**Question:** A 25 year old overweight female was given fentanyl-pancuronium anaesthesia for surgery. After surgery and extubation she was observed to have limited movement of the upper body and chest wall in the recovery room. She was conscious and alert but voluntary respiratory effort has limited. Her blood pressure and heart rate were normal. The likely diagnosis is –
A. Hypotension
B. Bradycardia
C. Respiratory muscle paralysis
D. Tachycardia
**Correct Answer:** C. Respiratory muscle paralysis
**Core Concept:** Pancuronium is a non-depolarizing neuromuscular blocking agent that works by blocking the acetylcholine receptors at the neuromuscular junction, leading to a temporary paralysis of the skeletal muscles including those responsible for breathing. This is a key feature of pancuronium's pharmacological action and is essential for maintaining a stable and controlled surgical environment.

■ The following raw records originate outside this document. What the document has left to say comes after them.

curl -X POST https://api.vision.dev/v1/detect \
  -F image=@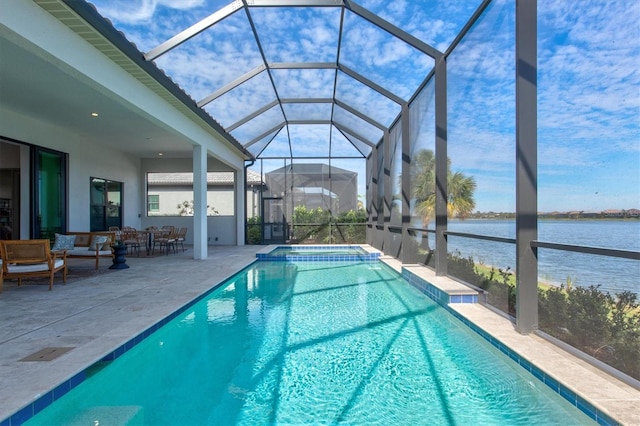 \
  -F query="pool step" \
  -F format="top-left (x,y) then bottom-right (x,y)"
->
top-left (402, 265), bottom-right (481, 305)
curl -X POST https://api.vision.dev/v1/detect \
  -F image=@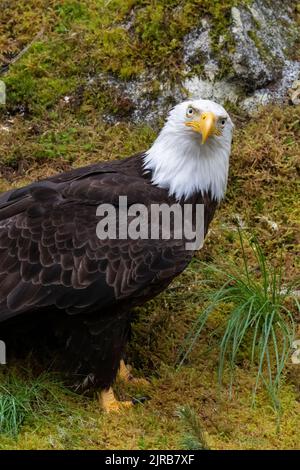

**Why the Correct Answer is Right:** The clinical scenario describes a patient who received pancuronium during surgery and experienced limited movement of her upper body and chest wall in the recovery room. This is consistent with pancuronium's pharmacological action of blocking neuromuscular transmission, leading to muscle paralysis. In this case, the paralysis affects the respiratory muscles, resulting in limited voluntary respiratory effort. The patient's normal blood pressure and heart rate further support that the issue is primarily with muscle function.
**Why Each Wrong Option is Incorrect:**
A. Hypotension: The patient's normal blood pressure indicates that hypotension is not the cause of the respiratory muscle paralysis.
B. Bradycardia: The patient's normal heart rate further supports that the issue is not primarily related to cardiovascular function.
D. Tachycardia: Like option A, the patient's normal heart rate indicates that tachycardia is not the cause of the respiratory muscle paralysis.
**Clinical Pearls:**
1. Neuromuscular blocking agents, like pancuronium, are commonly used in surgery to ensure a stable operating environment and reduce the risk of coughing, laryngospasm, or other involuntary movements that may interfere with the procedure.
2. The paralysis caused by pancuronium is typically temporary and reversible, allowing the patient to recover their motor function after discontinuation of the medication.
3. In this case, the patient's respiratory muscle paralysis is a direct consequence of pancuronium administration, which may lead to complications such as respiratory distress, hypoxia, and potential respiratory failure if not promptly addressed. This emphasizes the importance of monitoring patients closely during anesthesia and ensuring adequate ventilation post-surgery.